Впрочем, такая сцена: старик задумчиво гладит давно заброшенные филактерии — была бы и впрямь не чем иным, как сентиментальным китчем, еврейской пародией на «Земляничную поляну». Способ, каким отец избавился от филактерий, говорил о воображении куда более дерзновенном и непостижимом, порожденном собственной символической мифологией, не менее причудливой, чем беккетовская или гоголевская.

— Кому ты их отдал?

— Кому? Никому.

— Ты их выбросил? На помойку?

— Нет, конечно же нет.

— Отдал в синагогу? — я не знал, что делают с филактериями за ненадобностью или непригодностью, но полагал, что существуют какие-то правила, предусмотренные на этот счет синагогой.

— Тебе случалось бывать в «Y»? — спросил он.

— Разумеется.

— Когда я еще водил машину, я ездил туда по утрам три-четыре раза в неделю плавать, трепаться, смотреть, как играют в карты…

— Ну и?

— Так вот туда я и пошел.

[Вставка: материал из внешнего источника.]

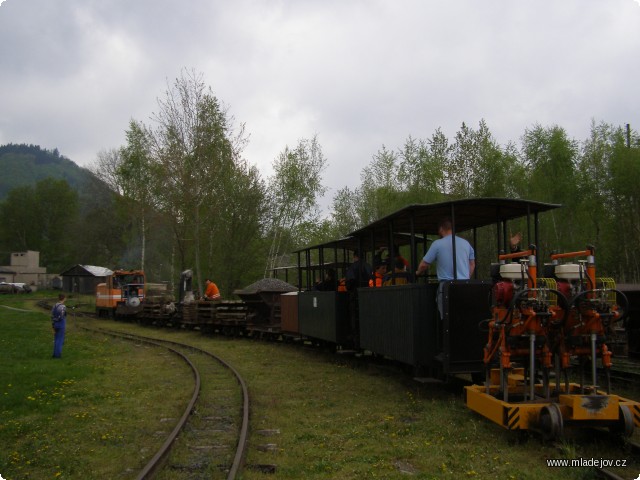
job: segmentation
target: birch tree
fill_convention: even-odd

В «Y»… Филактерии положил в бумажный пакет. В раздевалке никого не было. Я оставил их там… В одном из шкафчиков.

Поведал он мне все это, запинаясь; похоже, глядя из сегодняшнего дня на разработанный им не вполне обычный план избавления от филактерий, он испытывал смятение, поэтому следующий вопрос я задал ему чуть погодя.

— Мне интересно, — наконец решился я. — Как так случилось, что ты не пошел к раввину? Не попросил его забрать их?

Он пожал плечами, и я понял, что он не хотел посвящать раввина в свой план: опасался, какое мнение составится у этого двадцатитрехлетнего юнца, которого он так почитал, о еврее, желающем избавиться от филактерий. А что, если я и тут ошибся? Может быть, он и думать не думал о раввине — потому-то он и пожал плечами; может быть, его вдруг осенило, что в этом укромном месте, где еврейские мужчины расхаживают нагишом, не стесняясь друг друга, он может оставить филактерии безбоязненно: понимал, что там с ними не случится ничего плохого, там над ними никто не надругается, там их не осквернят, и — как знать, — а вдруг именно там, среди этих, таких привычных, еврейских животов и членов, они освятятся вновь. Не исключено, что он вовсе не совестился юнца, которому еще только предстояло стать раввином, просто раздевалка в местной «Y» была ближе раввинических наставлений в синагоге к той сути иудаизма, которой он жил, — вот что означал его поступок, и поэтому для него было крайне неестественно отнести филактерии раввину, пусть даже раввину стукнуло бы сто лет и у него была бы борода до пупа. Да, раздевалка в «Y», где в сугубо мужском обществе мужчины, знающие назубок все складки и выемки своих изношенных, старых, оплывших тел, болтали, разоблачались, пускали газы, похвалялись, рассказывали скоромные анекдоты и когда-никогда совершали сделки — вот где был их храм, вот где они оставались евреями.

Я не спросил, почему он не отдал филактерии мне. Не спросил, почему он всучивал мне эти бесконечные салфетки и скатерти, вместо того чтобы отдать филактерии. Я бы не стал в них молиться, но я благоговейно хранил бы их, а после его смерти и подавно. Но откуда ему было знать? Он, наверное, думал, что я поднял бы его на смех за одно только предложение отдать филактерии мне, и сорок лет назад оказался бы прав.

Не спросил потому, что, поступи он так, мы оба вернулись бы к тому слюнявому сценарию, от которого мне, похоже, никак не отвязаться. Как ни парадоксально, но что касается его филактерий, так это я тяготел к затасканно-сентиментальным вариантам, его же поступок свидетельствовал о достоинстве подлинно самобытного таланта, подвигнутого стихийным порывом чувств, который поднимает до уровня ритуала даже самые дурацкие действия.